Brexit: Five things we learnt this week
A round up of this week's biggest Brexit news.
1. UK could continue paying into EU budget to secure post-Brexit market access
The UK may continue to pay billions of pounds into the EU budget following Brexit to secure continued access to the single market, it has been reported.
The continued uncertainty surrounding the UK government’s position on future trade deals has caused anxious investors to begin looking at moving their money out of the UK if single market access was to cease.
However, the Financial Times has reported that Prime Minister Theresa May has not yet ruled out continuing to contribute towards the EU budget in order to secure access to the single market for the City and various other sectors.
This would mean that the UK could potentially keep access to EU markets while holding sovereignty on areas such as immigration.
2. SME finance and Brexit
Brexit presents both challenges and opportunity for small business. There is a lot of potential for SMEs to expand into emerging finance markets such as crowdfunding, invoice financing and peer-to-peer lending.
Although the recent fall in the value of the pound does present positives for the exports industry, many SMEs won’t benefit from this, as they often operate exclusively on a domestic level.
There is the possibility that SMEs could receive state aid, but this will remain unknown until negotiations surrounding single market access are completed.
Source: CA Today
3. Brexit takes back seat at EU summit
Theresa May attended her first EU summit in Brussels this week, but the topic of Brexit was not seen as a priority for the other 27 members of the bloc.
The agenda for the two-day summit focuses on a myriad of issues including the migrant crisis, a backlash against globalism and what should be done about Russia’s aggression in Ukraine.
The influx of migrants into Europe from the Middle East and north Africa has caused tension between the 28 member countries as they disagree on how to relocate the refugees.
With the French, German and Italian elections fast approaching, the issue of mass migration is one the leaders of those countries will be paying close consideration. The way they choose to broach the issue could win or lose them their elections.
4. Bank of England will retain independence over monetary policy
Chancellor Philip Hammond has insisted that the Bank of England will maintain its independent oversight over monetary policy post-Brexit.
Speaking to the Commons Treasury Select Committee, Hammond attempted to row back on statements made by Theresa May at the Conservative Party Conference when she said that there had been “bad side effects” from low interest rates and quantitative easing.
“Monetary policy is independently determined, that will continue to be the case,” he said.

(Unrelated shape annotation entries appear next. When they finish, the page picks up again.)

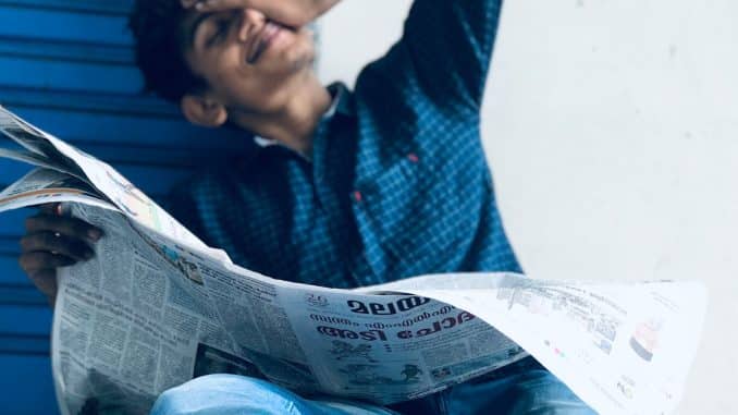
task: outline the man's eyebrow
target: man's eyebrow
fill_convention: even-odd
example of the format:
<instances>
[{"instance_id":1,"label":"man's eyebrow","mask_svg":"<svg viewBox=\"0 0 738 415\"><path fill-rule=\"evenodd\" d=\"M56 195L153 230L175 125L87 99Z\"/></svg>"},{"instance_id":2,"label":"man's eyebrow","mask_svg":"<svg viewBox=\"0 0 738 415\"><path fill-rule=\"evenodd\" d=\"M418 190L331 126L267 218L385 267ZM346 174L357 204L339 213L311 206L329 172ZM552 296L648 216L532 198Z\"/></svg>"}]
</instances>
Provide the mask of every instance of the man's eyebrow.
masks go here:
<instances>
[{"instance_id":1,"label":"man's eyebrow","mask_svg":"<svg viewBox=\"0 0 738 415\"><path fill-rule=\"evenodd\" d=\"M197 19L193 22L193 24L189 26L189 45L190 47L195 46L195 40L197 36L197 30L200 28L200 25L202 25L202 22L208 20L208 17L212 16L214 13L198 13Z\"/></svg>"}]
</instances>

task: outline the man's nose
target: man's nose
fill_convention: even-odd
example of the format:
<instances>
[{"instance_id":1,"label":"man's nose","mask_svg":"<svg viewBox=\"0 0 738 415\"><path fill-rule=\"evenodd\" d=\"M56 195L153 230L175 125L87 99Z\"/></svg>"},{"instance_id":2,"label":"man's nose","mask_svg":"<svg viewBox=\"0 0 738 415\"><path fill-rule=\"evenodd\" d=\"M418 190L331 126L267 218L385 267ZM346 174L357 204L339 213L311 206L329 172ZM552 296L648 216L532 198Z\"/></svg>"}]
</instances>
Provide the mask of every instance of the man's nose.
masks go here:
<instances>
[{"instance_id":1,"label":"man's nose","mask_svg":"<svg viewBox=\"0 0 738 415\"><path fill-rule=\"evenodd\" d=\"M246 41L256 33L266 22L267 16L258 10L242 10L241 27L238 27L238 40Z\"/></svg>"}]
</instances>

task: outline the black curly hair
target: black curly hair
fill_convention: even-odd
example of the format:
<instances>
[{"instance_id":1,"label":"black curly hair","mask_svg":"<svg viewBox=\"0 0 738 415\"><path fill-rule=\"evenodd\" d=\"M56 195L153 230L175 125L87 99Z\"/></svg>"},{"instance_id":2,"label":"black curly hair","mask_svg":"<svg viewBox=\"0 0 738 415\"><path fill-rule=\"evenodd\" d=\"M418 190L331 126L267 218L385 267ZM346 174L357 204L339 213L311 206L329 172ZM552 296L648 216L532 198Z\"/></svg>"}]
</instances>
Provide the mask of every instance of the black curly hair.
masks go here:
<instances>
[{"instance_id":1,"label":"black curly hair","mask_svg":"<svg viewBox=\"0 0 738 415\"><path fill-rule=\"evenodd\" d=\"M136 0L128 19L146 89L173 102L207 87L184 58L188 47L182 28L185 14L180 0Z\"/></svg>"}]
</instances>

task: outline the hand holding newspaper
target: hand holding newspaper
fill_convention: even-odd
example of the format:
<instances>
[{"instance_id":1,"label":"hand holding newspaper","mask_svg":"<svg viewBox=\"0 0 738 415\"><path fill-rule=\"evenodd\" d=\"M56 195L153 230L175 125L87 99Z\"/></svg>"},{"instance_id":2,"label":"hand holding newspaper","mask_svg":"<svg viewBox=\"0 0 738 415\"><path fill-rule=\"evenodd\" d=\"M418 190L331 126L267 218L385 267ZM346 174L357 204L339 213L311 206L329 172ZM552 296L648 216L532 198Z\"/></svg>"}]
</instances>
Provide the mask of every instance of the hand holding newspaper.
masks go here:
<instances>
[{"instance_id":1,"label":"hand holding newspaper","mask_svg":"<svg viewBox=\"0 0 738 415\"><path fill-rule=\"evenodd\" d=\"M697 282L586 283L438 274L360 290L274 280L204 244L110 166L0 107L0 157L38 168L0 211L64 203L106 231L64 268L52 331L63 414L148 414L212 373L390 404L529 354L602 414L665 414L706 308ZM5 146L2 146L5 147Z\"/></svg>"}]
</instances>

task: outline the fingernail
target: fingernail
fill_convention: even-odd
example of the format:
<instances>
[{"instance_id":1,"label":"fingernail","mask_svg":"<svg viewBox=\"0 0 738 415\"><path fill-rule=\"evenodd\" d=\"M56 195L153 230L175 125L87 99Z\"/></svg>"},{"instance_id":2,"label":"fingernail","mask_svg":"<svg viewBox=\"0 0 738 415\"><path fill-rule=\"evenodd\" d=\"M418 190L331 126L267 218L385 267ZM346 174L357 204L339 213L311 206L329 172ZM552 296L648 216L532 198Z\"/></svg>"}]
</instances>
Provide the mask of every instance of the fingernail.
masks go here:
<instances>
[{"instance_id":1,"label":"fingernail","mask_svg":"<svg viewBox=\"0 0 738 415\"><path fill-rule=\"evenodd\" d=\"M89 236L90 240L97 242L100 241L100 237L102 237L102 232L97 229L90 229L87 231L87 236Z\"/></svg>"}]
</instances>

He also made comments which suggested that banks may not have be affected by future migration controls when moving staff into the UK from Europe.
“I cannot conceive of any circumstances in which we would be using those controls to prevent banks, companies, moving highly qualified, highly skilled people between different parts of their businesses,” Mr Hammond said.
These statements could point towards a scenario where controls are only imposed on individuals trying to enter the UK who do not have a job.
Source: The Telegraph
5. Don’t expect new UK trade deals anytime soon – WTO
Robert Koopman, chief economist of the World Trade Organisation (WTO), has said that it could take the UK “many years” to secure new trade deals with fellow members of the trading body.
Leaving the EU will mean that Britain will need to submit its own tariff schedule to the WTO. These tariffs will need to secure unanimous approval from trade partners before any deals can be made.
However, as Robert pointed out at a conference in London on Monday, WTO members can raise issues at any time which would bring about a series of talks that could “take a long time” to resolve.
Until such time as these tariffs are agreed on, the UK will be subject to an average WTO levy of 5.3% which could more than double on items such as clothing, cars and spirits.